Basically, cohort studies compare two groups of people (cohorts) and demonstrate whether or not there are more cases of the disease among the cohort exposed to the suspected cause than among the cohort not exposed. To determine whether an association exists between positive family history of schizophrenia and subsequent schizophrenia in persons having such a history, two cohorts would be required: first, the exposed group, that is, people with a family history of mental disorders (the suspected cause) and second, the unexposed group, that is, people without a family history of mental disorders. These two cohorts would need to be followed up for a number of years and cases of schizophrenia in either group would be recorded. If a positive family history is associated with development of schizophrenia, then more cases would occur in the first group than in the second group.
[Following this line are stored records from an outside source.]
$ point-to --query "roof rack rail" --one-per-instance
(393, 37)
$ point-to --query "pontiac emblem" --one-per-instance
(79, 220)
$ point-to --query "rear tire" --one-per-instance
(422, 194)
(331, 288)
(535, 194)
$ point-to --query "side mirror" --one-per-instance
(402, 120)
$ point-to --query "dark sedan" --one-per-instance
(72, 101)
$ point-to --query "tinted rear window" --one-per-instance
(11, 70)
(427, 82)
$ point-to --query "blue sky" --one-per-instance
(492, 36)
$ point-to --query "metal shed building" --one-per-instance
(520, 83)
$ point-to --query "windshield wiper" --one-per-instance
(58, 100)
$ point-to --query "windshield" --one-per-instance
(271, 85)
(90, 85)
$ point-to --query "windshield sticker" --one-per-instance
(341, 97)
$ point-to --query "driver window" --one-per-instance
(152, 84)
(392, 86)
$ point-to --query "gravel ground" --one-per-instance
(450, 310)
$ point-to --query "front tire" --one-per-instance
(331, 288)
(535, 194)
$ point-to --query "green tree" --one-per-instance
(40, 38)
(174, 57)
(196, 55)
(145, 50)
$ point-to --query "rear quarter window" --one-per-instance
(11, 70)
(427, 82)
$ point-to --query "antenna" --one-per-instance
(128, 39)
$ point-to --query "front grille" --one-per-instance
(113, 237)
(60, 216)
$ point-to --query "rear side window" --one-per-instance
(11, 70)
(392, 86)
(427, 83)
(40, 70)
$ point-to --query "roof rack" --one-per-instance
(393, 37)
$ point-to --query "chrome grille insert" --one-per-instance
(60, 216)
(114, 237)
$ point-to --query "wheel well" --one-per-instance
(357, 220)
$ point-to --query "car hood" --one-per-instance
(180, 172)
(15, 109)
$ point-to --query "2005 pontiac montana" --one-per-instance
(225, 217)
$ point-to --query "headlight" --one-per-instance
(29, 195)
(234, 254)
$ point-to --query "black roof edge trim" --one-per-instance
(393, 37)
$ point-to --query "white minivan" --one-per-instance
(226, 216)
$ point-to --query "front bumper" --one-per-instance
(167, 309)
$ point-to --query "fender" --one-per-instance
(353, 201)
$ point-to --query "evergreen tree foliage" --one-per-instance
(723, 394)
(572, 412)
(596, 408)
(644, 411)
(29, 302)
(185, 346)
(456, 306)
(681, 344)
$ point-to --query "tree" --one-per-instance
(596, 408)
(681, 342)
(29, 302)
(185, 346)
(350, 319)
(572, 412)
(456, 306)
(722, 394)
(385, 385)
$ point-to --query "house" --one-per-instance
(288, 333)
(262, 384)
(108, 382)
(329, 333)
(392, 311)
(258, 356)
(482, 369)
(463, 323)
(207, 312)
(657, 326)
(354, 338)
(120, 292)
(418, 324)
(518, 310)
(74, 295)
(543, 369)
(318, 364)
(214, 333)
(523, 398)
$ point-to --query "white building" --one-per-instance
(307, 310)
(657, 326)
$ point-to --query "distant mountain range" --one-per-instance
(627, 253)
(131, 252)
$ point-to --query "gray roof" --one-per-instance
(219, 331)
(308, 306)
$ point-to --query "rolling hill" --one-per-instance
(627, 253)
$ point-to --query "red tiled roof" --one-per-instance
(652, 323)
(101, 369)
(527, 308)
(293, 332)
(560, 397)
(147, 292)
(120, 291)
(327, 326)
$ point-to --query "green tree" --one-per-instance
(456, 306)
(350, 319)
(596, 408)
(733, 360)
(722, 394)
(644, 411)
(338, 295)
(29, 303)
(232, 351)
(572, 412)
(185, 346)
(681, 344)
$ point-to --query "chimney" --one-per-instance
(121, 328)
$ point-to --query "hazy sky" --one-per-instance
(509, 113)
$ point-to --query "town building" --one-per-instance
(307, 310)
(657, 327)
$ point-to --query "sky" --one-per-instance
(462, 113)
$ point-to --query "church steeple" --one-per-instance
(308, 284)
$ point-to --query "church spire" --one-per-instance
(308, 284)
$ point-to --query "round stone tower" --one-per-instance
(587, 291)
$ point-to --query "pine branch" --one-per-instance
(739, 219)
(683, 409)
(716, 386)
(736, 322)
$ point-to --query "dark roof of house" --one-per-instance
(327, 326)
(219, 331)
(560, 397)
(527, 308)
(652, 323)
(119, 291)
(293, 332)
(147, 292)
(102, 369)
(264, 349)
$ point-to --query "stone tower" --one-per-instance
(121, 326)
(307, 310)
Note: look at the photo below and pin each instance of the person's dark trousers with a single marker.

The crucial challenges in a cohort study are that it should include participants exposed to a particular cause being investigated and that it should consist of persons who can be followed up for the period of time between exposure (cause) and development of the disorder. It is vital that the follow-up of a cohort should be complete as far as possible. If more than a small proportion of persons in the cohort cannot be traced (loss to follow-up or attrition), the findings will be biased , in case these persons differ significantly from those remaining in the study.

Depending on the type of exposure being studied, there may or may not be a range of choice of cohort populations exposed to it who may form a larger population from which one has to select a study sample. For instance, if one is exploring association between occupational hazard such as job stress in health care workers in intensive care units (ICUs) and subsequent development of drug addiction, one has to, by the very nature of the research question, select health care workers working in ICUs. On the other hand, cause effect study for association between head injury and epilepsy offers a much wider range of possible cohorts.

Difficulties in making repeated observations on cohorts depend on the length of time of the study. In correlating maternal factors (pregnancy cohort) with birth weight, the period of observation is limited to 9 months. However, if in a study it is tried to find the association between maternal nutrition during pregnancy and subsequent school performance of the child, the study will extend to years. For such long duration investigations, it is wise to select study cohorts that are firstly, not likely to migrate, cooperative and likely to be so throughout the duration of the study, and most importantly, easily accessible to the investigator so that the expense and efforts are kept within reasonable limits. Occupational groups such as the armed forces, railways, police, and industrial workers are ideal for cohort studies. Future developments facilitating record linkage such as the Unique Identification Number Scheme may give a boost to cohort studies in the wider community.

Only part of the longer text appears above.